Jooste killed himself after he was slapped with a R475 million fine by the Financial Sector Conduct Authority (FSCA) for fraudulent financial statements.

A warrant of arrest against him and a former colleague who is implicated in the alleged accounting fraud had been issued.

Financial Mail editor, Rob Rose, who has been following his shenanigans and wrote a book on the real story behind Steinhoof, says Jooste’s demise came as a shock.

Rose was expecting the 63-year-old to fight the criminal charges against him, just like he had fought every other case as he maintained his innocence in the accounting scandal that shook the world, wiping out R200 billion in pension fund money.

The FSCA says the global retailer, Steinhoff, suffered major loss due to Jooste’s misleading statements.

FSCA’s Commissioner, Unathi Kamlana, says they conducted rigorous investigations against Jooste.

Rose says Jooste’s story bares striking similarities to that of mining tycoon Brett Kebble, as both men might have felt as though death was the easy way out of their problems.
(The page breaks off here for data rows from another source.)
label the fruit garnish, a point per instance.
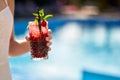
(38, 31)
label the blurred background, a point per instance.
(85, 44)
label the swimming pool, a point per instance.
(79, 47)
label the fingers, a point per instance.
(49, 31)
(49, 43)
(49, 35)
(27, 38)
(49, 49)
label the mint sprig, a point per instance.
(42, 15)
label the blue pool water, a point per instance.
(81, 50)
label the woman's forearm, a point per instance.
(18, 47)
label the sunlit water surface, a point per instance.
(78, 46)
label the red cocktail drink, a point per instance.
(38, 33)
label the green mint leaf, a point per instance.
(41, 12)
(48, 16)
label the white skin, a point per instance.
(17, 48)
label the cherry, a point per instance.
(44, 23)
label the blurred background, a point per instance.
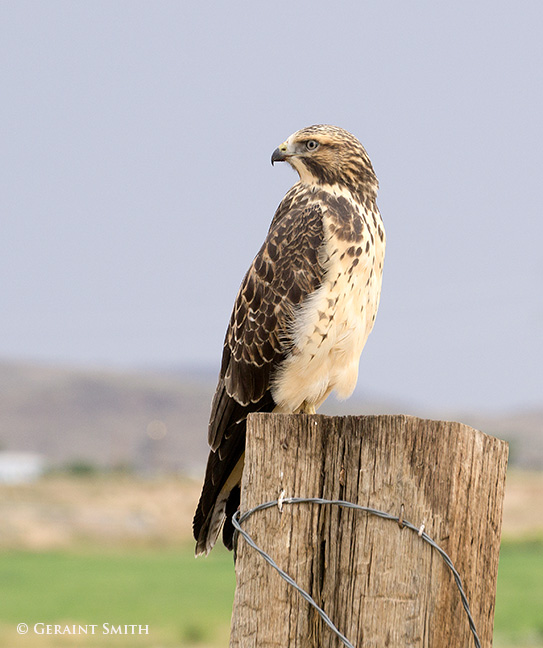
(135, 189)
In 2005, mining boss, Kebble, who was facing imminent financial ruin, and personal disgrace -was shot and killed in a hail of bullets while driving to a dinner party in Melrose.

It only surfaced the following year that he had hired convicted drug trafficker, Glenn Agliotti, to kill him.

His death came months after shareholders had forced him to resign as the chief executive of three interlinked South African mining firms.

Rose says Kebble and Jooste were birds of the same feather.

At the time of his death, a German court also had a warrant of arrest against Jooste, who resigned from Steinhoff in 2017.

His assets had also been frozen by the Reserve Bank.

The South African Institute of Chartered Accountants (SAICA) has expressed its intention to drop a probe into Jooste that the organisation instituted in 2019, with some South Africans slamming this as a ploy to fool the public that something was being done to bring Jooste to book.

Some South Africans believe he might still be alive somewhere.

Steinhoff was liquidated last year amid plans to switch from a publicly listed company, owned by shareholders, to a delisted group under the control of its creditors.